Floating numbers are implemented as

\(sign*1.mantissa*2^{exponent-\textrm{bias}}\)

For the 64-bit “double precision” floating point numbers used by Python, the sign is one bit, the exponent is 11 bits and the mantissa (also called the significand) is 52 bits (creating 53 bits of effective precision because of the implicit leading 1). That is sufficient for 15-17 significant digits in a decimal representation.

What does this mean as a practical matter for us? We should be aware of the limited precision. Equality comparison of floating point numbers is fraught (as we saw above) and so if we need to perform such a comparison, we should use equality within some epsilon (what all of our Gradescope tests do). With the limited range (see below) we can have overflow - numbers too large to represent - and underflow - numbers too small to represent. The latter can arise, for instance, when multiplying many small probabilities. As a result you will sometimes see computations performed in log-space (so small numbers become large negative numbers and multiplication becomes addition).

```
>>> import sys
>>> sys.float_info
sys.float_info(max=1.7976931348623157e+308, max_exp=1024, max_10_exp=308, min=2.2250738585072014e-308, min_exp=-1021, min_10_exp=-307, dig=15, mant_dig=53, epsilon=2.220446049250313e-16, radix=2, rounds=1)
```

And if we are performing computations that require exact decimal values, e.g. financial calculations, we should use modules like `decimal`

that are specifically designed for that purpose.
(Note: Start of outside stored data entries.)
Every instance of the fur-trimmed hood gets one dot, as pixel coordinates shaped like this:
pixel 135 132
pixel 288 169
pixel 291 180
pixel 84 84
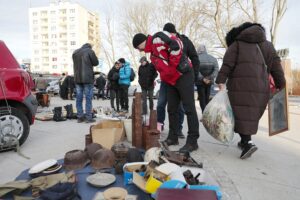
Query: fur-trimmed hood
pixel 247 32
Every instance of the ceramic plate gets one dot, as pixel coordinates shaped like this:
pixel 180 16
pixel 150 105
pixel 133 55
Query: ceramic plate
pixel 101 179
pixel 42 166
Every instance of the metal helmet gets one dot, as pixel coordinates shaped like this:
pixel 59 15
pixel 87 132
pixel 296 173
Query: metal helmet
pixel 102 159
pixel 75 159
pixel 92 148
pixel 152 154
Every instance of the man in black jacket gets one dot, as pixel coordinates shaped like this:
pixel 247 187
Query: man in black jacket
pixel 100 83
pixel 84 59
pixel 147 75
pixel 113 78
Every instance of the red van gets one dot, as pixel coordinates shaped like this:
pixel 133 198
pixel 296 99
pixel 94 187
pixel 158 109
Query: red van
pixel 17 105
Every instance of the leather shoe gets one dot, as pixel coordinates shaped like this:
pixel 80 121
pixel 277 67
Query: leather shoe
pixel 188 148
pixel 170 142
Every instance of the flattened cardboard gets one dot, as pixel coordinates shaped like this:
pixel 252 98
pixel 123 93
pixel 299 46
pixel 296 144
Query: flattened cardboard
pixel 107 133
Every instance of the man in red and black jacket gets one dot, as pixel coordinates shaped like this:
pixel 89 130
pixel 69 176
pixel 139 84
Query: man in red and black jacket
pixel 166 55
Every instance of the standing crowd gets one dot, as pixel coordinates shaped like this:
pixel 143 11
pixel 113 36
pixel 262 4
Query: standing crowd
pixel 247 63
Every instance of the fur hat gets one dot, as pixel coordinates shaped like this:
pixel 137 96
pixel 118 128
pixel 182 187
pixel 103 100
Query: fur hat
pixel 138 39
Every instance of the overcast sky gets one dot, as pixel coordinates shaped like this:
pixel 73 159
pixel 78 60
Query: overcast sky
pixel 15 26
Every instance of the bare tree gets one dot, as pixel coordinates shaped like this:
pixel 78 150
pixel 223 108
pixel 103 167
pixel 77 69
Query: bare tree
pixel 279 9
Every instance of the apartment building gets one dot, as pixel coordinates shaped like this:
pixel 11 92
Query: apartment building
pixel 56 31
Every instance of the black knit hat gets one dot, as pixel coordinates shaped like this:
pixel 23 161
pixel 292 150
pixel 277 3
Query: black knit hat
pixel 170 28
pixel 138 39
pixel 122 60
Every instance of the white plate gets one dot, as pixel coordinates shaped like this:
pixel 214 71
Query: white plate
pixel 55 169
pixel 42 166
pixel 101 179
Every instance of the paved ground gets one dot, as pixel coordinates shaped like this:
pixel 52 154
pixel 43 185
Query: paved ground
pixel 272 173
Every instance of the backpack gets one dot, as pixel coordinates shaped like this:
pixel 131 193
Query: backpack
pixel 132 75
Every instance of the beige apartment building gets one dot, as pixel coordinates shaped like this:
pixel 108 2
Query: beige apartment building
pixel 56 31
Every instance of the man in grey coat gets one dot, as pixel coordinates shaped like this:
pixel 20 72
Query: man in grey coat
pixel 207 73
pixel 84 59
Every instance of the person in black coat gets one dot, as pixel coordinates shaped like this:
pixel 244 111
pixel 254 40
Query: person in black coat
pixel 147 75
pixel 100 83
pixel 113 78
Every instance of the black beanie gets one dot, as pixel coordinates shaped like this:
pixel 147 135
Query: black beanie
pixel 170 28
pixel 138 39
pixel 122 60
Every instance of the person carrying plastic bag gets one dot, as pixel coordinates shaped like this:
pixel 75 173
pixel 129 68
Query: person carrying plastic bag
pixel 218 118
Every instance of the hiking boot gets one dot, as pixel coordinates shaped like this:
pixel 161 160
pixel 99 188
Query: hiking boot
pixel 180 135
pixel 188 148
pixel 241 145
pixel 248 150
pixel 90 121
pixel 170 142
pixel 80 119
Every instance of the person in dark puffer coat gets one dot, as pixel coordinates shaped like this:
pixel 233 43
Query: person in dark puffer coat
pixel 247 79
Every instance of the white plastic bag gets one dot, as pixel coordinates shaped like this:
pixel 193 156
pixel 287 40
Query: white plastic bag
pixel 218 118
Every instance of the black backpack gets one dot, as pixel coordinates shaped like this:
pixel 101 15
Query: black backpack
pixel 132 75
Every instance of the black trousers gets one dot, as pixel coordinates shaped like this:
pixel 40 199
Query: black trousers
pixel 114 94
pixel 124 96
pixel 203 95
pixel 183 91
pixel 145 94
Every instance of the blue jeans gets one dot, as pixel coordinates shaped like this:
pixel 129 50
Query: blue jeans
pixel 87 90
pixel 161 106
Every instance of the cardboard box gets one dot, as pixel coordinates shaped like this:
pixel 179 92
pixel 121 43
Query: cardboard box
pixel 151 184
pixel 107 133
pixel 128 170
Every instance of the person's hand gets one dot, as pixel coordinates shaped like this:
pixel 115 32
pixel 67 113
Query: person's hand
pixel 221 86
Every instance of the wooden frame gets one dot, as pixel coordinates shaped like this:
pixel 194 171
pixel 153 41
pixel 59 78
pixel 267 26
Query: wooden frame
pixel 278 113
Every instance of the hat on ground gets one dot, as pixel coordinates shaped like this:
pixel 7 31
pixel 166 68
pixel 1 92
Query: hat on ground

Compare lecture 3 examples to sorting and our OOP examples - we have come a long way!

You have:

- Learned to program in one of the most widely used programming languages (Python is widely used machine learning, for example)!
- Learned how to use the command line!
- Reviewed 1327+ lines of code (and another 827 lines of comments) in the lecture examples (across 40 files and 165+ functions and methods)!
- Likely written (or used) ~1600 lines of code and comments yourself (my lab solutions are ~1520 including comments), and probably much more!
- Your programming assignments underwent 120+ tests in Gradescope with 250+ unique assertions
- Completed 11 sets of practice problems with 60+ problems and 67+ OhYay questions!